The accompanying music video was directed by Andy Saunders at the Bournemouth International Centre in January 2012, as part of One Direction's Up All Night Tour (2011–12). On 9 May 2012, Sony Music Australia disclosed via social networking website Twitter that a video for the track would premiere on 11 May. A 30-second preview of the clip, which showed the group gather around a couch onstage and sing the piece, premiered on Entertainment Tonight on 9 May. On 11 May, the clip debuted, a live performance of the song featured on their debut video album, Up All Night: The Live Tour, which was released on 28 May. Writing for MTV News, Jocelyn Vena suggested that fans would appreciate the clip's sequences.

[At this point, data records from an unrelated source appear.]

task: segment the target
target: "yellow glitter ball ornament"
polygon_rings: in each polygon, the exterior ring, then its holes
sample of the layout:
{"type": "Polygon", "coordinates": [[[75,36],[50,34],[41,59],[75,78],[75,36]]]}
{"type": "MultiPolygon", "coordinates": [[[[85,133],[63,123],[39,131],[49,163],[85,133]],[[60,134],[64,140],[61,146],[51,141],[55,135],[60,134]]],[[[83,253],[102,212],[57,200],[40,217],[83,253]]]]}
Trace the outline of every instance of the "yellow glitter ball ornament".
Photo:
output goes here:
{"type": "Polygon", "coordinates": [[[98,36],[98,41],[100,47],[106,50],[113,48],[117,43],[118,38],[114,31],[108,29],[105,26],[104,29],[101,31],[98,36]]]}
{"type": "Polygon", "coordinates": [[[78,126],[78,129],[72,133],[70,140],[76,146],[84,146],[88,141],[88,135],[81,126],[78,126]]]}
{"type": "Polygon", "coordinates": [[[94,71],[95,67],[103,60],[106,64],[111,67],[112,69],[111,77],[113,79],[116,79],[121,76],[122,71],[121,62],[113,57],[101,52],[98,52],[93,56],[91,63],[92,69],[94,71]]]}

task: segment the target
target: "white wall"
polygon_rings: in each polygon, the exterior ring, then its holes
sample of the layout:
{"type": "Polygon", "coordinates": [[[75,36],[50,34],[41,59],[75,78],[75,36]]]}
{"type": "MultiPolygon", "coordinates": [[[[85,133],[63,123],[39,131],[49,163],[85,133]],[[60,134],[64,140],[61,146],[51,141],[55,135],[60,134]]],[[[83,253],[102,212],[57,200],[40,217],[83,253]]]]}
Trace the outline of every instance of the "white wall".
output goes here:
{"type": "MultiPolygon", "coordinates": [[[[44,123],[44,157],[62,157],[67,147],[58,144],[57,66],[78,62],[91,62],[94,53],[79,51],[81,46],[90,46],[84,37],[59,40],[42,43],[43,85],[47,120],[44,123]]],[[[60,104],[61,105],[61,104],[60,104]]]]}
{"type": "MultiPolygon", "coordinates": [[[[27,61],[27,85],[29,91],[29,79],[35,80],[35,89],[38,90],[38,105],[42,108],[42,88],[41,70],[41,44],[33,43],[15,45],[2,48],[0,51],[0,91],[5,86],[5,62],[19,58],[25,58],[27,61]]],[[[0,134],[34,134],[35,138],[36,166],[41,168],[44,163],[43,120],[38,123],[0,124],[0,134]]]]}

On 12 March 2012, One Direction performed "More than This", "One Thing" and "What Makes You Beautiful" at the Rockefeller Center on The Today Show. An estimated 15,000 fans descended on the plaza. The group also performed the song during two of their major concert tours: Up All Night Tour and Take Me Home Tour (2013). Jane Stevenson of Canoe.ca listed the performance of "More than This" at Toronto's Molson Canadian Amphitheatre among the show's highlights.

==Charts==

| Chart (2012) | Peak position |
|---|---|
| Australia (ARIA) | 49 |
| Ireland (IRMA) | 39 |
| Honduras (Honduras Top 50) | 18 |
| Scotland (OCC) | 63 |
| South Korea International Songs (GAON) | 58 |
| UK Singles (OCC) | 86 |

==Certifications==

| Region | Certification | Certified units/sales |
| Australia (ARIA) | Platinum | 70,000^{‡} |
| Mexico (AMPROFON) | Gold | 30,000^{‡} |
| New Zealand (RMNZ) | Gold | 7,500^{*} |
| Norway (IFPI Norway) | Platinum | 10,000^{*} |
| United Kingdom (BPI) | Silver | 200,000^{‡} |
^{*} Sales figures based on certification alone. ^{‡} Sales+streaming figures based on certification alone.